When that is the case you can start with an curso de milagros. In the case of fiction, some authors prefer to develop a detailed plot line and outline before they get to writing. Others begin by just writing and seeing where the creative process leads. People like that often face a great deal more editing after they have produced a first draft.
Depending upon the other demands in your life and your over all personality structure, you may also need to create a scheduled production time. This could be anything from ‘for an hour in the morning before the children get up’ to ‘9 am to 5 pm Monday through Friday.’
Editing & Book Proposals
After you have a draft, you can edit the entire work. Around the same time that you do this, you can also begin to query, and to prepare the book proposals. If you pitched and it worked, then you know who will be directing your queries to or where you will be submitting your book proposal. If you have had astoundingly good luck, then you will actually already have a publishing deal for your book. In that case, you know where to send the edited version of the book.

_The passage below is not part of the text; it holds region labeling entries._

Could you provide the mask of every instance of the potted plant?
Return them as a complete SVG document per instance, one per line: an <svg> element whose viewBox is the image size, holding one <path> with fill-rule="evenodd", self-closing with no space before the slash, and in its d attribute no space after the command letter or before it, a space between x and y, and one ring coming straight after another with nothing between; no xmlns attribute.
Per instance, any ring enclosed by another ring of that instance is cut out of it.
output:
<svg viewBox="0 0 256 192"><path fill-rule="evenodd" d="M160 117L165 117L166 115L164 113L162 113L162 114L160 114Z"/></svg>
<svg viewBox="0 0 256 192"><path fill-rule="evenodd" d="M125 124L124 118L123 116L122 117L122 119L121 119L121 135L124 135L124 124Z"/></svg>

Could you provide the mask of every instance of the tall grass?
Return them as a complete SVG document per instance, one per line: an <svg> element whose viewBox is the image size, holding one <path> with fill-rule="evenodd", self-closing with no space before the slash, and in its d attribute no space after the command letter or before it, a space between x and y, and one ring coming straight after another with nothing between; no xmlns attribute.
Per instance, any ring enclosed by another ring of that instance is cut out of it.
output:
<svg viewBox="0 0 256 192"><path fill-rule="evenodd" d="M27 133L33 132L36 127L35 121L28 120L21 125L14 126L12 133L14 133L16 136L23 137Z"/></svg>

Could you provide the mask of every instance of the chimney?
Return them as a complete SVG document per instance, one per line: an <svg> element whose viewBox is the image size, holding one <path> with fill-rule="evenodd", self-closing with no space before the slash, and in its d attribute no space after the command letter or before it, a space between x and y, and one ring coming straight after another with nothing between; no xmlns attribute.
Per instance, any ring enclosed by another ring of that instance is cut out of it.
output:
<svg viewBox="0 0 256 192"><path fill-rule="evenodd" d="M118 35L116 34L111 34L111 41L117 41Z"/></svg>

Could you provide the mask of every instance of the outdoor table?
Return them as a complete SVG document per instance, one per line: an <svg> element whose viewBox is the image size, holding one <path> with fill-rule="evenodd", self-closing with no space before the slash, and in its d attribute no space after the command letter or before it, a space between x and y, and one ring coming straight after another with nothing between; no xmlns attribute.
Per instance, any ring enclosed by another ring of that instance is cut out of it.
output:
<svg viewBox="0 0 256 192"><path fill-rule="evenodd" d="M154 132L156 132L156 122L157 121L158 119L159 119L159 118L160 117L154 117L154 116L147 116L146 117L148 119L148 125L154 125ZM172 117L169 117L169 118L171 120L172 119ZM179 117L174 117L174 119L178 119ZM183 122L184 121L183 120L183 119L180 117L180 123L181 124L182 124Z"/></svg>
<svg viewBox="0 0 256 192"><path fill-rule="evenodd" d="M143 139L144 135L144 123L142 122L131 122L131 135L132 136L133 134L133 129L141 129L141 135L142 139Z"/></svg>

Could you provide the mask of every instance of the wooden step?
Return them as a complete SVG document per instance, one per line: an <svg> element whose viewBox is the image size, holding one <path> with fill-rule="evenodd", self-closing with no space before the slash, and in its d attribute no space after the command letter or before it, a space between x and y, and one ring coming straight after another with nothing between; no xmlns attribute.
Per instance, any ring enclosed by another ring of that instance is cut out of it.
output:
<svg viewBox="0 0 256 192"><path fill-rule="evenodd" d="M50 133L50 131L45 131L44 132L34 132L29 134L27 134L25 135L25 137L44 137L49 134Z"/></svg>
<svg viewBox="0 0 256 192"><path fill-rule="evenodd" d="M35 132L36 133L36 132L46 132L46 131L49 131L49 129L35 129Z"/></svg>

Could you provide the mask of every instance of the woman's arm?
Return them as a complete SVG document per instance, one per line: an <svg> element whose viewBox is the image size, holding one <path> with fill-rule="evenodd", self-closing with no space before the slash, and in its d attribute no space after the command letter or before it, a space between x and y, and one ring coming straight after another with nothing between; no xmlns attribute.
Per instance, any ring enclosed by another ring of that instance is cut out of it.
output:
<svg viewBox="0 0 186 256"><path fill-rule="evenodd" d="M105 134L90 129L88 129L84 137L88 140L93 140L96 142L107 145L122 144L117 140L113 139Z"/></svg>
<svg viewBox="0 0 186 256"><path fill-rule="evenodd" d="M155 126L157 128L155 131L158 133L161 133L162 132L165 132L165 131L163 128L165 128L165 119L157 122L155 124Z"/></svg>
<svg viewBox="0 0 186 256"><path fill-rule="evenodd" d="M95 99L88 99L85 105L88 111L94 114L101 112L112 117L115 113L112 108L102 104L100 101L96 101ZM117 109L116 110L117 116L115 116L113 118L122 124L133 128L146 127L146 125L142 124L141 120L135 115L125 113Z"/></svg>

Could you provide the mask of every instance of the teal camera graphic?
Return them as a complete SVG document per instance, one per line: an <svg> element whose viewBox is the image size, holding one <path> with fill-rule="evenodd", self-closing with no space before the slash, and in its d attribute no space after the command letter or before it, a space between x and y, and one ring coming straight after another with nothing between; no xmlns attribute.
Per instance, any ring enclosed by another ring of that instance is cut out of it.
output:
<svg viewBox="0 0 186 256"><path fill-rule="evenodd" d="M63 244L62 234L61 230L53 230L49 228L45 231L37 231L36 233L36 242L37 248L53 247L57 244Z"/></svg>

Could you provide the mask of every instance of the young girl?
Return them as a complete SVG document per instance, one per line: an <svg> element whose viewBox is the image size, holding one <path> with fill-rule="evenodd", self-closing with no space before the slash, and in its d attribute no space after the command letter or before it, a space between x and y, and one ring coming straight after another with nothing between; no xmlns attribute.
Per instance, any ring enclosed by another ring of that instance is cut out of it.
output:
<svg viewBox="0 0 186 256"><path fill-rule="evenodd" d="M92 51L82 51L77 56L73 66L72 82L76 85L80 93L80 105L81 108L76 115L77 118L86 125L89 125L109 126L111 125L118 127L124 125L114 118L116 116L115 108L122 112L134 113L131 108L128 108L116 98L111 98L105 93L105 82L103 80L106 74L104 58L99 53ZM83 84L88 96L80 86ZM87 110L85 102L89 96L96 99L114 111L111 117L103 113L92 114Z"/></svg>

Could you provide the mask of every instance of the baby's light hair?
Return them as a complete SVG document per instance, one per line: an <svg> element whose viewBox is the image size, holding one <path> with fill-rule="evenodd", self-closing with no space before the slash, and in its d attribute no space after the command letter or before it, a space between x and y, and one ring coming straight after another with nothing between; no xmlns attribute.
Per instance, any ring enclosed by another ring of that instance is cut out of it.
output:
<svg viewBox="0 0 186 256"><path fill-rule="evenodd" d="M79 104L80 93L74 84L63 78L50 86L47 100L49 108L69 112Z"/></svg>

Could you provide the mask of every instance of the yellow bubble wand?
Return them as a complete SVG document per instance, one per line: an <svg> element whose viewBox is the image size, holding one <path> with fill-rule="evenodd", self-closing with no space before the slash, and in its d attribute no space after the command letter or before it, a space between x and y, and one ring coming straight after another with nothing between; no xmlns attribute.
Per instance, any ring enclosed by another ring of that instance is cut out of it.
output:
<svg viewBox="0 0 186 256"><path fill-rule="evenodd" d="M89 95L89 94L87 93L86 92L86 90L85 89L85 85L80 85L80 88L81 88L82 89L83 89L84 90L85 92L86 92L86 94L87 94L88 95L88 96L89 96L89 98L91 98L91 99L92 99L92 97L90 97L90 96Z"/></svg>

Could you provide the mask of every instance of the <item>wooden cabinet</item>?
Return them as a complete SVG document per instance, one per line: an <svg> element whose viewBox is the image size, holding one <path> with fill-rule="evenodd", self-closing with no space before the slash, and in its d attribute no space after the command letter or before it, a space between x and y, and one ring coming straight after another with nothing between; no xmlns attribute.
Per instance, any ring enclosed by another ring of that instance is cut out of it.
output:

Editing tips: while a lot of editing can be done right after you complete the work, the more emotionally invested or simply overworked you are from writing the first draft the more you need to let the draft just sit for a while before you edit it. How long it should just lie around without you doing anything with it can vary from 2 weeks to 13 years. In most cases, you will be able to edit the thing with improved emotional distance after 2 weeks to 2 months. Even if you think you are not emotional about your book project, you should wait. Once you forget the exact details of what you meant to write, it will be easier to see what you actually wrote. Typos and other errors will become more readily apparent.
If you have the money and the connections to, hire a second person to edit the work for you at least once. Constructive criticism can be a big help in improving your performance. Outside editors tend to see things you miss as the author. In some cases, your editor will make you happy by showing you how well you wrote your book or story.
Once the work is edited, put together your query letter and assemble any other information the prospective publishers may want from you. This may include: an overview of the market for the type of book you have written, the first 3 chapters of the manuscript, a direct sales pitch letter to the publishing company to convince them how great your book is. They do normally expect a short bio, but it can be quite brief, telling them mainly how or where your work has been published and how well you were paid or if the problem is that you were not.